Thirty years ago, primitive rock'n'roller The Legendary Stardust Cowboy inspired David Bowie to create his Ziggy Stardust alter ego. Now Bowie has summoned the so-called Ledge, born Norman Carl Odam, to play a rare British show at the South Bank's Meltdown festival. For the first five minutes he is hilarious: clicking his spurs, hollering over his one classic, Paralyzed, with batty gusto, hurling paper plates into the audience. Alas, the decibel level quickly spirals to distortion and the charm fades.
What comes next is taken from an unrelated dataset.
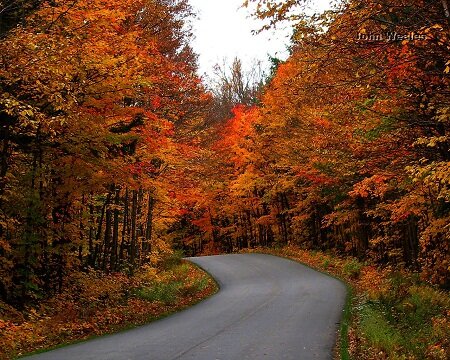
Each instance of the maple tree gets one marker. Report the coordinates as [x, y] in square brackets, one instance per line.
[348, 149]
[92, 94]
If an air of affable eccentricity hovers over the Ledge, Daniel Johnston is a more disturbing business entirely. Clearly fragile, he is a manic depressive whose songs are not so much tales of unrequited love as the nihilistic, obsessive poems of a troubled outsider, such as The Spook, a most aggressive plea for tolerance. A tubby figure dressed in a baggy T-shirt, sweatpants and what appear to be carpet slippers, Johnston plays wholly solo, aided only by a guitar and a lectern. His voice is that of a man much older than his 41 years. It cracks occasionally, but has the plaintive resonance of Nick Heyward or Stephen Duffy.
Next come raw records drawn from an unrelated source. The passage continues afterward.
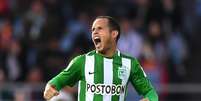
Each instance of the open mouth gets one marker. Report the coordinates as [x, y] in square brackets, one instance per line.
[97, 40]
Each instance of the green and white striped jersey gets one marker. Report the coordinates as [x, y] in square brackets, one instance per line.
[103, 79]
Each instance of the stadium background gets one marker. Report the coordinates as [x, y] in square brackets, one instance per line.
[39, 37]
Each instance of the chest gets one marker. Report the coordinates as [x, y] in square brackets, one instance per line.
[107, 71]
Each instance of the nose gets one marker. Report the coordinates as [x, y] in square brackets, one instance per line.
[94, 32]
Mercifully, though, Johnston is not a freak show. His songs are conventionally structured and he has a real flair for melody. Mind Contorted and Casper the Friendly Ghost have dainty tunes, while the despondent Life in Vain trundles along in the merry manner of His Latest Flame.
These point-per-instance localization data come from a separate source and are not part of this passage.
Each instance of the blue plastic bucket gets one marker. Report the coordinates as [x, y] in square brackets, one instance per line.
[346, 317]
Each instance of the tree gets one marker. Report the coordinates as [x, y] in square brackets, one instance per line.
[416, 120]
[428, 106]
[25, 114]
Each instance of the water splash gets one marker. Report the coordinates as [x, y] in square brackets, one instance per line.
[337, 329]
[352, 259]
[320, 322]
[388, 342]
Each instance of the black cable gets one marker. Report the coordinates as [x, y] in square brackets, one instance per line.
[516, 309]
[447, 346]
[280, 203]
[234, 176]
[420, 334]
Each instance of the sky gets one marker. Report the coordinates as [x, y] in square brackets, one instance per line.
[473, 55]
While Johnston the songwriter needs careful nurturing, clearly Johnston the man could also do with a little assistance. Eventually his equilibrium is disturbed by a gaggle of insensitive buffoons loudly demanding his best-known song, Speeding Motorcycle ("I'm sorry, I don't have that one with me"). The set climaxes with a downbeat cover of Live and Let Die before a brief encore. The applause then is rapturous, but for Johnston it's too late. Although less than an hour has passed, he is gone for good.